Mehr Können dank digitaler Hilfsmittel

Es klingt wie ein Traum. Sie können Netzwerkschränke oder ganze Data Center von aussen und innen analysieren, ohne vor Ort zu sein. Sie können komplizierte Montagen oder Gebäudeverkabelungen ausführen, ohne das Manual oder den Plan gelesen zu haben. Augmented Reality (AR) macht es künftig möglich.

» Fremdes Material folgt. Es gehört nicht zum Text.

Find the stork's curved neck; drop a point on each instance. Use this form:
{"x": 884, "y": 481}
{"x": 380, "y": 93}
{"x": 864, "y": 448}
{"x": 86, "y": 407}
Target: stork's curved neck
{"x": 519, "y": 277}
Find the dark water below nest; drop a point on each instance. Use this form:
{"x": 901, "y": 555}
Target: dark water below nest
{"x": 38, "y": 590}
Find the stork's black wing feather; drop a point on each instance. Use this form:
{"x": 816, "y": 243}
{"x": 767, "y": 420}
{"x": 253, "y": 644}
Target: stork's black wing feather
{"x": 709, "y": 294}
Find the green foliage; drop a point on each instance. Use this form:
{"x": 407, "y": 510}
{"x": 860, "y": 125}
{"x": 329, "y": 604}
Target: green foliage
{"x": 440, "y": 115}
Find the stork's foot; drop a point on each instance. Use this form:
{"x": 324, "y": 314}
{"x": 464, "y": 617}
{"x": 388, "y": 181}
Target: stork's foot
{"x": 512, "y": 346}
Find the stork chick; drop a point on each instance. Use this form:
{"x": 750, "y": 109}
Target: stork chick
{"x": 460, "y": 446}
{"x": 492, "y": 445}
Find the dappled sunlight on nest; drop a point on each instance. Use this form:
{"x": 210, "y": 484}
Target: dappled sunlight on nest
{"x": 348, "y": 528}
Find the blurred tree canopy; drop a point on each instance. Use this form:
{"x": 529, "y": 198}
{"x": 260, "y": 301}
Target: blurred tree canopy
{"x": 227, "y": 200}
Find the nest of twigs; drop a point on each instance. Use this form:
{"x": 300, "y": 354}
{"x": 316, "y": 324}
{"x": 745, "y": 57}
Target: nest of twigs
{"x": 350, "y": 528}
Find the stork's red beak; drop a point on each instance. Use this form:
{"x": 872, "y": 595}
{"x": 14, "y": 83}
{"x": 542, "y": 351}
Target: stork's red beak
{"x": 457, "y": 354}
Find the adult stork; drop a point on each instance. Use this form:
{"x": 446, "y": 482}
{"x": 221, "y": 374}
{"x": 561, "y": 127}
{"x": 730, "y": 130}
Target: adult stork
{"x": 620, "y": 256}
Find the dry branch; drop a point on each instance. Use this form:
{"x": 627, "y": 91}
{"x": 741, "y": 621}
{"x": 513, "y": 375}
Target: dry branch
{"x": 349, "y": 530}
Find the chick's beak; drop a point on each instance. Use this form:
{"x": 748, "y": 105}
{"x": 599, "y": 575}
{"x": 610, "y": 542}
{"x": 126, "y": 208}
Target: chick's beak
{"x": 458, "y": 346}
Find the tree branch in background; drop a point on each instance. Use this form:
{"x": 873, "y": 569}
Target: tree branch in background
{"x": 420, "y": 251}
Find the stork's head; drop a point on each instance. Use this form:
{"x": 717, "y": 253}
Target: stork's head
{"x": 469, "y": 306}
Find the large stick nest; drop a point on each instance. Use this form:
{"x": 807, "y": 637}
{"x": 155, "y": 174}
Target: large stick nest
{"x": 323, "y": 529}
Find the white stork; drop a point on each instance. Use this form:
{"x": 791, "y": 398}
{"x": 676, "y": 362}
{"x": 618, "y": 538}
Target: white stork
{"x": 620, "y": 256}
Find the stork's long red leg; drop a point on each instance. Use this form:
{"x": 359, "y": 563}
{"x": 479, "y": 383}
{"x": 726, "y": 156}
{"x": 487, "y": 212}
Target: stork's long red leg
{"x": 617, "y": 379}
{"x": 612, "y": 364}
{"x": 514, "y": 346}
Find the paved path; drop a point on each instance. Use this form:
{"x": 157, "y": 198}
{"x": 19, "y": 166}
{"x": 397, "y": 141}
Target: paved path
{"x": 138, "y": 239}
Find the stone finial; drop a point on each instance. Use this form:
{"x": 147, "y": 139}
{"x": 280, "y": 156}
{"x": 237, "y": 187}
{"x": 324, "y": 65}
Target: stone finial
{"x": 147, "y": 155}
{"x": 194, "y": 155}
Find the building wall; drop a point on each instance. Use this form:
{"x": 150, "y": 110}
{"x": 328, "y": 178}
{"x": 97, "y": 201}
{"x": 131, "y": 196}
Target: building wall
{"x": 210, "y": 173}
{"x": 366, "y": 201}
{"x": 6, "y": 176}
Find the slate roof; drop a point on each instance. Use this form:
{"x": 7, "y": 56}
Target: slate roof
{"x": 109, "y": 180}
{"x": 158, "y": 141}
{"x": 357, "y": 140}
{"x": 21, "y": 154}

AR unterstützt Anwender mit digitalen Hilfsmitteln. Das können zum Beispiel Brillen, Helme, Tablets oder Handschuhe sein. Diese Hilfsmittel erweitern die dreidimensionale Wahrnehmung bei der Arbeit. Sie können Techniker vor Ort anleiten oder ihnen Dinge erklären. Digitale und reale Wahrnehmung können sogar ineinandergreifen.

Konkretes Beispiel: Auf der Baustelle berührt ein Installateur ein Rangierfeld von R&M. Gleichzeitig erscheint im Tablet-Computer oder in einem tragbaren Display vor seinem Auge die Montageanleitung einschliesslich einer dreidimensionalen, von allen Seiten zu betrachtenden CAD-Zeichnung.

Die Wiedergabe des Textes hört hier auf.